血統に重きを置くデレスの貴族階級の人々に、非常に複雑な気持ちを抱かせる公子であり、国王夫妻と女公爵の密約の下、悪口を真実と思わせその見くびりを利用して、平民出身の騎士という世を欺く仮の身分で出仕し、着実に王太子の信を勝ち得ていたところ、正に『先祖が狸』と人々に言わしめるサリフォール家の子息であった。
「何に致しましても、こうして似絵を見せて頂きましたら、ランディ様がお姿を隠されて来られた理由はわかる気がします。偽名を使われる意味がないくらい、王太子殿下と似ておいでのようですもの。そもそもランディ様というお名前も、ランドリューシュ様というご本名からとられたご愛称なのでしょうし」
「そうよねえ。これではご素性が一発でわかっちゃう」
ランディ・ウォルターラントの似絵の隣に、持参した王太子アレフキースの似絵を並べながら、ジョセフィーはサヴィローネの意見に深く同調した。共に黒髪黒目で、その凛とした顔立ちにデレス王家の特色が色濃く表れた王子と公子は、生き写しとまではゆかないまでも、まるで兄弟の如くであった。
「サリフォール女公爵様は王后陛下とご姉妹で、国王陛下とはお従兄妹でいらっしゃるから、厳密にいうとアレフキース殿下とランディ様は、従兄弟で
四人の娘たちの中で、デジレは最も情報通だ。小麦色の肌をした南方系混血美女のデジレは、その異国的な美によって芸術家たちの閃きを刺激しており、彼らの同伴者を務めることが度々あって、貴族社会に広まる噂を聞きつける機会も多かった。
「まあ! そこまで似てらっしゃるの!」
「らしいですよ。時々街中で、お忍び中の王太子殿下を見かけた! なんて、眉唾ものの目撃情報が飛び交うことがありましたけれど、それもこれも全て、実は殿下ではなくランディ様だったのでは? というお話も……。

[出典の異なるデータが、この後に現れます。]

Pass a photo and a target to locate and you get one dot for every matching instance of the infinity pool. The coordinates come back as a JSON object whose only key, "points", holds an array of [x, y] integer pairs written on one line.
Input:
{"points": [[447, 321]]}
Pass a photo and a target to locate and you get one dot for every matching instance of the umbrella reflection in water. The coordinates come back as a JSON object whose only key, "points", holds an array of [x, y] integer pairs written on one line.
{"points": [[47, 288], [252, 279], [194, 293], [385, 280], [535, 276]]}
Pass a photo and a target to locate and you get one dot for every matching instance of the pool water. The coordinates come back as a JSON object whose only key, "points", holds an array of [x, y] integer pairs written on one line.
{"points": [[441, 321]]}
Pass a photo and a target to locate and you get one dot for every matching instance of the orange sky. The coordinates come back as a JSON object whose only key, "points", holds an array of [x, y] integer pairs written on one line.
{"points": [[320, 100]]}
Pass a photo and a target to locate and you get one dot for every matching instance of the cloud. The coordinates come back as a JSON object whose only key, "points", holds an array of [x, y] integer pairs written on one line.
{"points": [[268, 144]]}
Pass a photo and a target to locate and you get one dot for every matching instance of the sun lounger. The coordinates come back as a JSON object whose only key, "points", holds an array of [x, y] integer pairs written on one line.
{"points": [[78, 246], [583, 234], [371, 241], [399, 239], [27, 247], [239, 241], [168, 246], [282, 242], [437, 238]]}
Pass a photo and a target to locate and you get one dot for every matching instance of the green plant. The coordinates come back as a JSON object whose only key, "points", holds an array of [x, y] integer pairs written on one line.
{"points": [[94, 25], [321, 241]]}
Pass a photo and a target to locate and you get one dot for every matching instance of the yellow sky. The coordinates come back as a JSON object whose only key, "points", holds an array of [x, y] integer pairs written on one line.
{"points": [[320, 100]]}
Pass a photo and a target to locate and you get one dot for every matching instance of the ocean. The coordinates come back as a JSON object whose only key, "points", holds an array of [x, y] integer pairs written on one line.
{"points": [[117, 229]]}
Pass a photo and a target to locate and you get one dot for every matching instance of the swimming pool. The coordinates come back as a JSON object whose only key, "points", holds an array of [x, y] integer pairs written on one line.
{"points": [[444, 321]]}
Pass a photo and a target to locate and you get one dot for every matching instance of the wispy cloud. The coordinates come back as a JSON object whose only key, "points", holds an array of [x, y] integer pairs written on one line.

今では堂々と出歩いてらっしゃるようですけれど。美人女優だったり有閑夫人だったり、毎回違うご婦人をエスコートされて。熟年世代の方に格別人気がおありだから、年増殺しなんてお声も聞くわね」
「ううっ、危険な御方っ……!」
身悶えるルナダリアの隣で、サヴィローネは眉根を寄せた。
「そのような御方だったのですか! 不潔です。不潔!」
「あら、今はもう騎士様ではないですし、女性から寄って行かれるのでしょうし、恋は遊戯と割り切れる大人の方とだけ、遊んでらっしゃるのだから良心的じゃありません? 同じおもてになるのでも、サヴィのエリオール様は、硬派で身綺麗な方なのだから安心すればいいですよ」
「どっ、どうしてそのようなお話になるのでしょうか?」
動揺を見せるサヴィローネに、三人の友人たちはにやりと顔を見合わせてから一斉に振り向いた。
「羨ましいから」
「どうしてお声を揃えられるのでしょうっ?」
そうしてからかいからかわれていると、外からわっと歓声が聞こえてきた。娘たちは通りに面した窓を押し開けて、一つの窓枠に二人ずつ仲良く飛びついた。